If anything, given that the kind of stars that go supernova and spread dangerous radiation around tend to be concentrated in the arms, the interarm voids might actually be safer places to live.
That's the interpretation I prefer. Either it was a long running battle, or the battle we hear about at the Typhon Sector is separate from the one we see near Earth.
It's true they're 2D maps of 3D space, but my understanding is that there simply aren't very many stars that don't fall roughly in line with the galactic plane (in the arms, the core is a different matter), right?
Not really. The galactic disk is something like 1000 light-years thick in this region, while the Federation and its neighbors have territories only a few hundred light-years across in the
Star Charts version. So on the scale of humanoid astropolitical territories, it would definitely not be correct to treat the disk as "flat."

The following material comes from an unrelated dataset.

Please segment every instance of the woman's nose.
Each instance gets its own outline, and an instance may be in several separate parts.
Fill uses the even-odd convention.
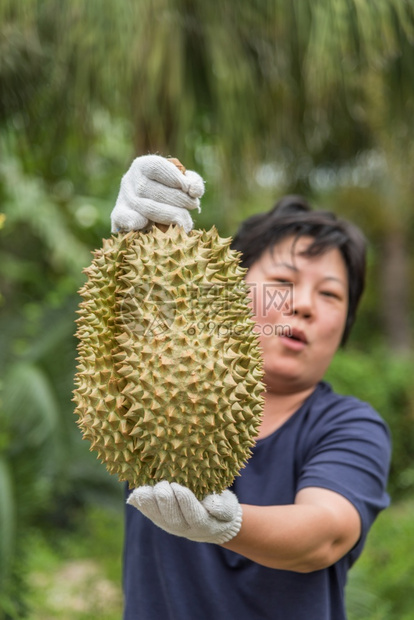
[[[308,319],[313,315],[313,312],[311,291],[295,287],[293,290],[293,314]]]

I like that theory, the limitations of the arms could make for an interesting political situation, but not only does Star Trek Star Charts (the most official detailed map I know of) look like some of Federation space is in the Carina Arm, but Voyager definitely skipped from arm to arm multiple times, not including the Borg transwarp at the end.
Federation territory isn't large enough to reach another arm. Here's a graphic I made superimposing Mandel's Known Space map onto a map of the central Orion Arm from Henbest & Couper's
The Guide to the Galaxy:
The UFP and its neighbors combined are just a tiny speck in the middle of the arm. To use an analogy I've made a couple of times before, if the Orion Arm were Florida, then the UFP and its neighbors would correspond roughly to Orlando and its suburbs.
Maybe you're thinking of the galaxy map on pp. 12-13 of
Star Charts, with the jagged blue outline centered on UFP territory. That outline represents the approximate limits of
explored space, not UFP-controlled space. On that map, the UFP is just the tiny black dot in the center of the white circle.